晩秋の野外料理[5]

素材工夫し豊かな味に
野外料理はいろいろあれど、煮込みが一番好きだ。適当な材料を適当に切って、好きに味をつければそれなりにうまい。キャンプの料理というより、家の冷蔵庫の在庫一掃という感じ。
最初に玉ねぎをみじん切りして、炒める。絶対に焦がさないように、ここだけは手が抜けない。じっくりといい色合いに炒められたら成功したも同然だ。あとは材料を適宜加え、スープ仕立てにしていけばいい。
煮込みを仕切る者は焚火の側に座っていられる。これが楽しい。味をつけ、フタをし、周りの風景や空気を楽しみながら火にあたっていればそれだけで幸せ。
次に鍋のフタをとる瞬間がクライマックスだ。立ち上る湯気とともに火を囲んだ全員の頬がゆるむ。寒い寒いと言いつつもキャンプに来て良かった、と思う。
煮込みはよく煮るほどうまいから、大量に作って翌日も食べる。同じ味ではさすがに飽きるから、徐々に違う材料を足して、毎回味を変えるといい。最後の食事には、えも言えない複雑なスープに仕上がっていること請け合いである。
翌朝目覚めてさっそく火を起こす。鍋から湯気が出るころに他のメンバーが起き出して来る、それまでの間、すてきな、静かな森の朝の空気を独占できるのだ。

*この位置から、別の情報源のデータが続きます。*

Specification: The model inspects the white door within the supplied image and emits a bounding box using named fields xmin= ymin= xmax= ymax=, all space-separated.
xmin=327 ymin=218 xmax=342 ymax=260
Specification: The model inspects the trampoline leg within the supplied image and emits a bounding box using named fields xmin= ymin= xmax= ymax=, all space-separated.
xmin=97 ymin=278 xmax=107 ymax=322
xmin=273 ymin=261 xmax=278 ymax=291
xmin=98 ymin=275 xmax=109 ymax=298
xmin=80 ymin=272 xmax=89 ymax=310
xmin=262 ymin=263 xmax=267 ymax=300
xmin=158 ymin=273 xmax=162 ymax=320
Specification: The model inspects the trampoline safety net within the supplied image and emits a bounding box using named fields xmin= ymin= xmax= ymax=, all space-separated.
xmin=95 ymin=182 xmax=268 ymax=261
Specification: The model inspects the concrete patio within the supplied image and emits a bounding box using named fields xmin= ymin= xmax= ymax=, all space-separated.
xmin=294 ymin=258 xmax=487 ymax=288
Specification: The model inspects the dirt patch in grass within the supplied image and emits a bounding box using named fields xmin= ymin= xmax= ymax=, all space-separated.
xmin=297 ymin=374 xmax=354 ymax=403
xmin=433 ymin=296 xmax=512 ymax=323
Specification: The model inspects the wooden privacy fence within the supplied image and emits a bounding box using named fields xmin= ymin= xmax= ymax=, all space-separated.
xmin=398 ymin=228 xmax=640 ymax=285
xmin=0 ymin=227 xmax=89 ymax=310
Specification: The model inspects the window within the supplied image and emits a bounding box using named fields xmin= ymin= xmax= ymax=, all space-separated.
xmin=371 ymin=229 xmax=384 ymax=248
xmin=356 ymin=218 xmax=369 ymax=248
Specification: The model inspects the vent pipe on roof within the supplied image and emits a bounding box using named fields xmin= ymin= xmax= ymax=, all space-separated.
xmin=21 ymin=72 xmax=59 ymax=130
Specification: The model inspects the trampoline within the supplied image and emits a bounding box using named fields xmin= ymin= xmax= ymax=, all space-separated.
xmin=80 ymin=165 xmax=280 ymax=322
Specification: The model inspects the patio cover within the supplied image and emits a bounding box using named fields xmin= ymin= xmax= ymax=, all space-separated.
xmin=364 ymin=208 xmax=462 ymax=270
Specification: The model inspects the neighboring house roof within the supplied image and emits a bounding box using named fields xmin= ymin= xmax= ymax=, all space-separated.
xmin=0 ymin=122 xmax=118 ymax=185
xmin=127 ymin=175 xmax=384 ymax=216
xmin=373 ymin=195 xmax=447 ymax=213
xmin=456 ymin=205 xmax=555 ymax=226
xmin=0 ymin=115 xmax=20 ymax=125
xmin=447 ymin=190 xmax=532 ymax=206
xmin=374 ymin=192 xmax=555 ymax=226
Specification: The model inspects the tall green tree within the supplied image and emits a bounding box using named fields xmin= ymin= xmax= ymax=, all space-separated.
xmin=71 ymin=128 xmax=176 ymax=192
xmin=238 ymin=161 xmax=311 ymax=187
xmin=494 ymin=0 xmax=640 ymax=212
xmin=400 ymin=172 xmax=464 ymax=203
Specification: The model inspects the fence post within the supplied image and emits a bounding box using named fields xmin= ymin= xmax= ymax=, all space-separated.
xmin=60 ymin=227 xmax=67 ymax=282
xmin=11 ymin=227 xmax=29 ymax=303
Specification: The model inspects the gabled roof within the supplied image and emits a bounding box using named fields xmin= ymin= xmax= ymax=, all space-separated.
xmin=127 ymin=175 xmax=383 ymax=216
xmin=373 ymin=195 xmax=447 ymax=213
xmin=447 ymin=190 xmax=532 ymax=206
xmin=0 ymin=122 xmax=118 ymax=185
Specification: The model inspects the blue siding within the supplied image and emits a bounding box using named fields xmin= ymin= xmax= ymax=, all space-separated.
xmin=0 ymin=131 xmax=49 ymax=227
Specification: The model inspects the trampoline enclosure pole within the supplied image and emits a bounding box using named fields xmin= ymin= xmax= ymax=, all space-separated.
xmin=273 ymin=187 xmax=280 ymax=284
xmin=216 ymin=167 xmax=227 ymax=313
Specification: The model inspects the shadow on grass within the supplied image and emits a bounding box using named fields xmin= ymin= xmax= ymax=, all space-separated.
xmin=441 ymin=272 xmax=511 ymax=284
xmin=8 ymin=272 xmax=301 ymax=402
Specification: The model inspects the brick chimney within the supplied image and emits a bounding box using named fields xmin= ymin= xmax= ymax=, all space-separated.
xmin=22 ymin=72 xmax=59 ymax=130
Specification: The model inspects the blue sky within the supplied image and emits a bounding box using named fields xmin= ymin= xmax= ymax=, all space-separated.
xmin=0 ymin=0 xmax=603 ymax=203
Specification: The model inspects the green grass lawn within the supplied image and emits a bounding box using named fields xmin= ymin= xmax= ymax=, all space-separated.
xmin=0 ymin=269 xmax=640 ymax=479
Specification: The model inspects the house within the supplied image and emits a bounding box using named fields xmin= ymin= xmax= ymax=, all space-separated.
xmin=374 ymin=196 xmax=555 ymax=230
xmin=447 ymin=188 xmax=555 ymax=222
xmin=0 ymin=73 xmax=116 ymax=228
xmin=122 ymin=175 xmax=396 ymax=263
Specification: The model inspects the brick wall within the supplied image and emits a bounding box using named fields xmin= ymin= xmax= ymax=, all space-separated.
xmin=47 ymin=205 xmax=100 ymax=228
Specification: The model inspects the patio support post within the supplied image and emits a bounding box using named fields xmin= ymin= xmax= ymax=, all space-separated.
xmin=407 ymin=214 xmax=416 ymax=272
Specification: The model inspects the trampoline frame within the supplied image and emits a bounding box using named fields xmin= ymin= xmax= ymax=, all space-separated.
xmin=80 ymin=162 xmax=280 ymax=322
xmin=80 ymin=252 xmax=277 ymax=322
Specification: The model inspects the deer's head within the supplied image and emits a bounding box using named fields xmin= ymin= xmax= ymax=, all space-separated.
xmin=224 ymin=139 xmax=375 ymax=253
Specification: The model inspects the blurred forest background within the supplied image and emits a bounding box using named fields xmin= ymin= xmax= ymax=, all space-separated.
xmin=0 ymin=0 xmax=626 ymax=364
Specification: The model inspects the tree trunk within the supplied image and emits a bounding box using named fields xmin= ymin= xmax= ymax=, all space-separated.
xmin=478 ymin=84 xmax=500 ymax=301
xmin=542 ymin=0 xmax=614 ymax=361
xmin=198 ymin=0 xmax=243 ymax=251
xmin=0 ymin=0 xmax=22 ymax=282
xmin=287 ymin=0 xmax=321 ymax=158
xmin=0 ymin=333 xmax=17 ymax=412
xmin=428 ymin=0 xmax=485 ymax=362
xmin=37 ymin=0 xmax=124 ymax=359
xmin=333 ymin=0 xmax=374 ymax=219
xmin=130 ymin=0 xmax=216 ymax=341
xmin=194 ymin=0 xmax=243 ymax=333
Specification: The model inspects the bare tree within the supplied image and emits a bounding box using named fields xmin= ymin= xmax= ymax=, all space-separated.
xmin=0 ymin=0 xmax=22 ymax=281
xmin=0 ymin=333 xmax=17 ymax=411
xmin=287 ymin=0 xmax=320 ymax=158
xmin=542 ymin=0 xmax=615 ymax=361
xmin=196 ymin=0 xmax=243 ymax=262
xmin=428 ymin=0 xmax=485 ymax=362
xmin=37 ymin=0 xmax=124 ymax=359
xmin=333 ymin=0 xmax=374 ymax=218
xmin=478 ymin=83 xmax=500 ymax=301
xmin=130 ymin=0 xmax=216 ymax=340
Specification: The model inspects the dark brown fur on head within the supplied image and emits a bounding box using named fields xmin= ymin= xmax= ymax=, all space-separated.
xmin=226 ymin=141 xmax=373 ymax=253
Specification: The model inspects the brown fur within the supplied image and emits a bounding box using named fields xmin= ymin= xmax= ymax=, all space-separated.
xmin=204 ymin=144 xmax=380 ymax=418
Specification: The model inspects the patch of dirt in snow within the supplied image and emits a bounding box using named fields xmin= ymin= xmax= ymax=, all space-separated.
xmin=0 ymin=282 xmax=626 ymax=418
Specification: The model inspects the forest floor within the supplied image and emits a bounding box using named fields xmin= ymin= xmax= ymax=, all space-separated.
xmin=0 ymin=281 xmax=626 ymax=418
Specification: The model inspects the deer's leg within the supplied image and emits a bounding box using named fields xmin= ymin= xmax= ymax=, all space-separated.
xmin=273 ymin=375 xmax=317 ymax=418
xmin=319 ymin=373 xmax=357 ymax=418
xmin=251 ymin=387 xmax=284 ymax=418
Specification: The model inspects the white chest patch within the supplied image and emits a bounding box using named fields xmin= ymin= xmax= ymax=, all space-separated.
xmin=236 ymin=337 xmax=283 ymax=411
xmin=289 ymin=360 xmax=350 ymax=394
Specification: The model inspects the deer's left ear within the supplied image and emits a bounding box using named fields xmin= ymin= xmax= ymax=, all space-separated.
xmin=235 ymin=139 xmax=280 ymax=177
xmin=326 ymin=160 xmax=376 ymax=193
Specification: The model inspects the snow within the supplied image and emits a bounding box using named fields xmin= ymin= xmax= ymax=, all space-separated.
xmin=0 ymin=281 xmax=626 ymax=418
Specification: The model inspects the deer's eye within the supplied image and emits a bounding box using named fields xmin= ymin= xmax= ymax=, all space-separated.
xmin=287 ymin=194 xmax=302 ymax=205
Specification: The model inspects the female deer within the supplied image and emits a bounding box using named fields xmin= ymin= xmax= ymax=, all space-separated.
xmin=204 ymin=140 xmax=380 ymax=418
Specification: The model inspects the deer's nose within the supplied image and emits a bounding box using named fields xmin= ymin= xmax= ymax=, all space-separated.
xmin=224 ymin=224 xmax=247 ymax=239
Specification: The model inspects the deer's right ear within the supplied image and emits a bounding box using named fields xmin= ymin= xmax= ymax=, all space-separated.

素材でも工夫を楽しみたい。たっぷりのトマトをつぶして入れれば深い赤の、大量のホウレンソウをみじん切りして入れれば絶妙な緑の彩りを楽しめる。
私のお気に入りは缶詰の大豆。あんなに手軽で、腹持ちがよく、他の材料となじみのいい素材は少ない。寒い時期には少し辛めに仕上げれば、メキシコの農村料理風とでも言おうか、渋く素朴な味わいとなる。
ただし、よく煮込む方がおいしいからと言って、真っ黒になるまで粘るのは禁物。何を食べているのか分からなくなって、もったいないのである。